Живая статуя
Шрифт:
— Я надеюсь, ты примешь верное решение, — уже мягче добавил я. — Но, во всяком случае, знай, даже если бы я был более темной и коварной силой, чем утверждает твоя царица, я бы все равно не желал тебе зла, потому что ты единственный в этом мире, с кем я могу ощутить духовную близость, наверное, благодаря твоей необычности, твоему разительному отличию от всех людей, твоему таланту…
— Только поэтому? — тихо переспросил Марсель. Он, явно, ожидал большего, какого-то особенного признания и хотел в чем-то признаться сам, но не находил слов.
— Еще потому, что ты единственный друг, который до сих пор меня не предал, —
— Есть много причин, по которым я прилетаю к тебе снова и снова, — после молчания сказал я только потому, что Марсель ждал от меня хоть каких-нибудь слов, но это не было отговоркой, а чистой правдой. — Только будь уверен, я не желаю прикрыться радушием, как маской, а потом привести тебя к пропасти. Мне это ни к чему.
— Значит, ее слова были ложью?
— Нет, не ложью. Я, действительно, совершал много такого, за что меня можно было бы осудить. Самое страшное произошло давно, за много веков до твоего появления на свет, но я все еще укоряю себя за это.

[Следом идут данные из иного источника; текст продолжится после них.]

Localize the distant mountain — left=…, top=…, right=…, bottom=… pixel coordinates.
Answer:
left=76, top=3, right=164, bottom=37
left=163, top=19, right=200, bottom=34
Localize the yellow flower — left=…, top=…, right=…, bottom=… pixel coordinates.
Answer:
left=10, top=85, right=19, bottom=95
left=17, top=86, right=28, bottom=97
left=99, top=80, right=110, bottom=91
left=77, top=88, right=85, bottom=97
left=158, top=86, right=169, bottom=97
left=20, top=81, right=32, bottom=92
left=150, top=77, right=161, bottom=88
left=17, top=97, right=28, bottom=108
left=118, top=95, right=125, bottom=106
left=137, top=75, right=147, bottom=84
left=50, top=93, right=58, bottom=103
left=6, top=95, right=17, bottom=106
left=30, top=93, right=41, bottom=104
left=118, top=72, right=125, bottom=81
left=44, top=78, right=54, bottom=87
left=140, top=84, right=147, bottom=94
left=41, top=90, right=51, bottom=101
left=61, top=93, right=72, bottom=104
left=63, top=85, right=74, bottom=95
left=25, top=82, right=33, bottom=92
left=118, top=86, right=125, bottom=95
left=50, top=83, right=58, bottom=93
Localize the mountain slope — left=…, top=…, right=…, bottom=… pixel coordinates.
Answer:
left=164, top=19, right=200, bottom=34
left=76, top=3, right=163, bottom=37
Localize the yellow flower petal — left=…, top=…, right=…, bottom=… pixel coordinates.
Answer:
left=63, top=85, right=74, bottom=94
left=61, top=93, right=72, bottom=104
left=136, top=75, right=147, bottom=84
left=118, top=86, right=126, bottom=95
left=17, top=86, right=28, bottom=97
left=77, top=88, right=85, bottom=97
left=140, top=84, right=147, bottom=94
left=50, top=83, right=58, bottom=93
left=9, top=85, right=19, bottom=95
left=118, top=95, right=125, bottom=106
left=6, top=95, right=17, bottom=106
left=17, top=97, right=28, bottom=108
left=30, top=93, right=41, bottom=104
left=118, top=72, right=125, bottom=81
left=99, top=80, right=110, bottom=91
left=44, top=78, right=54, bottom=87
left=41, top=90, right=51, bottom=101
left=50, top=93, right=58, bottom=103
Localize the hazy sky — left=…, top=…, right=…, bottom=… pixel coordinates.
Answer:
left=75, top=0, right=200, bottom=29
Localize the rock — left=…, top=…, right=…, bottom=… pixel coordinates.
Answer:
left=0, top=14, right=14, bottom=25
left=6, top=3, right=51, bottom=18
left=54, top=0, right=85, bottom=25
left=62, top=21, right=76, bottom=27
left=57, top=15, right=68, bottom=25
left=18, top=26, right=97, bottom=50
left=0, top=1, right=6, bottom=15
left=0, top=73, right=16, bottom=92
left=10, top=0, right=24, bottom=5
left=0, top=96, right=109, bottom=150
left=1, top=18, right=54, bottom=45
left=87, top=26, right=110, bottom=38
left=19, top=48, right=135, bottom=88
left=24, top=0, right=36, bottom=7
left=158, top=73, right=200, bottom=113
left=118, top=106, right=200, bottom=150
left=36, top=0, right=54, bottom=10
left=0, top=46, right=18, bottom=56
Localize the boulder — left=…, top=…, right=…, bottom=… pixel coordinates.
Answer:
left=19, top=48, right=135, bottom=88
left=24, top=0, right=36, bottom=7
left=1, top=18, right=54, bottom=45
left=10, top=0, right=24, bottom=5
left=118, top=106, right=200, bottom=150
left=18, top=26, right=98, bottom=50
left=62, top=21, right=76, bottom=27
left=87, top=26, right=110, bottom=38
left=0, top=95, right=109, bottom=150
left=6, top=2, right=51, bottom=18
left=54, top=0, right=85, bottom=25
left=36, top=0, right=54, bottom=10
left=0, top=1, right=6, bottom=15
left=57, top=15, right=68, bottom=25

— Ты совершал все это против собственной воли? — скорее не вопрос, а утверждение. Как тонко Марсель смог подметить суть моих злодеяний. Меня к ним принуждали, но менее тяжким от этого мой грех не становился. Если бы только Марсель смог увидеть пылающий ад, вопли тех, кто погребен под остатками обрушенных зданий, и не стихающие крики еще живых, которые часто напоминали мне мучение душ, заточенных в преисподнюю. Марсель не мог всего этого знать, так почему же мне иногда казалось, что в его глазах тоже мелькают отблески неземного огня?
— Я делал то, что мне было приказано, но последствия становились ужасными, — признался я. — Сейчас приказываю я сам, и бесчисленная рать ждет, когда я пошлю ее на опасное задание. Сам я давно освободился от обязанности выполнять чужие повеления. Знаю, ты решишь, что все мною совершаемое было лишь естественным ходом уже предначертанных событий, но я не карал грешников. В тех кострах, которые мне довелось увидеть, сгорали все, и спасения не было никому. Что перед теми пожарами казни Августина? Костры в Рошене с высоты подобны пламени свеч, а то, что я видел когда-то, можно было сравнить лишь с огромным погребальным костром.

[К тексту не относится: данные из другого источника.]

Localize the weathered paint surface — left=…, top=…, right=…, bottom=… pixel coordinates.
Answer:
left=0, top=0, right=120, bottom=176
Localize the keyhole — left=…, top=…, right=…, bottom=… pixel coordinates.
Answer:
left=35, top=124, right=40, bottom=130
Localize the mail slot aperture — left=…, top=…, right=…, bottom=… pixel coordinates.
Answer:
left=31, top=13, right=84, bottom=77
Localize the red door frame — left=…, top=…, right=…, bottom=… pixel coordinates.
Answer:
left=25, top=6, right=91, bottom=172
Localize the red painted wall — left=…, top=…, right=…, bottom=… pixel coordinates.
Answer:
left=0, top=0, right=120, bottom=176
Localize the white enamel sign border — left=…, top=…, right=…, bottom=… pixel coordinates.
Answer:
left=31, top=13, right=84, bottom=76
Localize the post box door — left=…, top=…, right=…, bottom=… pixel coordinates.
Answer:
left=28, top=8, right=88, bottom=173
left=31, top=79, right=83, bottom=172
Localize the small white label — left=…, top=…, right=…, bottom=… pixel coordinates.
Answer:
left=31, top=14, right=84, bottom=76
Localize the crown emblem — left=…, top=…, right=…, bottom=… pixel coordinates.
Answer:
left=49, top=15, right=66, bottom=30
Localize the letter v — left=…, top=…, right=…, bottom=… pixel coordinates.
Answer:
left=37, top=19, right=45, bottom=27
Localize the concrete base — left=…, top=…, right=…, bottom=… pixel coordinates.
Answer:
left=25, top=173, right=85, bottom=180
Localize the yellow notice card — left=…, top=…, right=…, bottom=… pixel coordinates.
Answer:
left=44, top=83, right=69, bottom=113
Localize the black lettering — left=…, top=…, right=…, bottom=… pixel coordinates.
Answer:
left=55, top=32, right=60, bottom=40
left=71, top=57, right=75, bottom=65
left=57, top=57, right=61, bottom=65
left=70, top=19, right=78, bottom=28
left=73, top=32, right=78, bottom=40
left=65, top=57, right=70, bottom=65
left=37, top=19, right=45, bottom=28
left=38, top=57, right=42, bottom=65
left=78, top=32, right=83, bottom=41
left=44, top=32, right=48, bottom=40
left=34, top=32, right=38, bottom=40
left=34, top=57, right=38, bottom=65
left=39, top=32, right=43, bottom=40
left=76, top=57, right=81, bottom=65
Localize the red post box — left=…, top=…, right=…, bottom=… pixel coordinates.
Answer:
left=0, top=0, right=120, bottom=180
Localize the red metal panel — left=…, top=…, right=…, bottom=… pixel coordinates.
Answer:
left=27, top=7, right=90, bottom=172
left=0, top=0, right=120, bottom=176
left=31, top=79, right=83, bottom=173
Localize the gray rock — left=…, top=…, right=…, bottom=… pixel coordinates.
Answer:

— Ты так много знаешь, так много видел. Мир менялся на твоих глазах, и только ты сам остался неизменным, — Марсель, как обычно не мог скрыть своего восхищения. Все чувства, которые он испытывал, тут же отражались на лице, особенно в выражении глаз, и всегда находили выход в словах. — Если бы я мог стать таким же, как ты.
— О, это никогда не поздно осуществить, — шепотом протянул я. Те немногие избранные, которым я бы разрешил перебраться на постоянное жительство в мою империю, а особенно в замок, постепенно уподоблялись остальным моим подданным, становились такими же вечными, нестареющими и привлекательными, как и рать моих слуг. Конечно, какой-нибудь волшебный талант в моих избранниках тоже рано или поздно просыпался. Например, как только к Марселю попал медальон, в юноше проснулся тайный дар. И я был уверен, что этот дар пойдет на
— А та страшная картина, которую ты велел мне написать… — робко начал Марсель.
— Ее скоро у тебя заберут, — пообещал я.
— Я никогда не замечаю, когда исчезает очередной заказ, но так, наверное, и должно быть, — Марсель неуверенно улыбнулся.
— У всего волшебного должен быть волшебный путь, — закончил я за него.
— Именно, — кивнул мой друг. — Я вот только не могу понять, как тот жуткий сюжет может быть связан с тобой. Я говорю о той обезглавленной даме. Ты ведь не имеешь к этому никакого отношения?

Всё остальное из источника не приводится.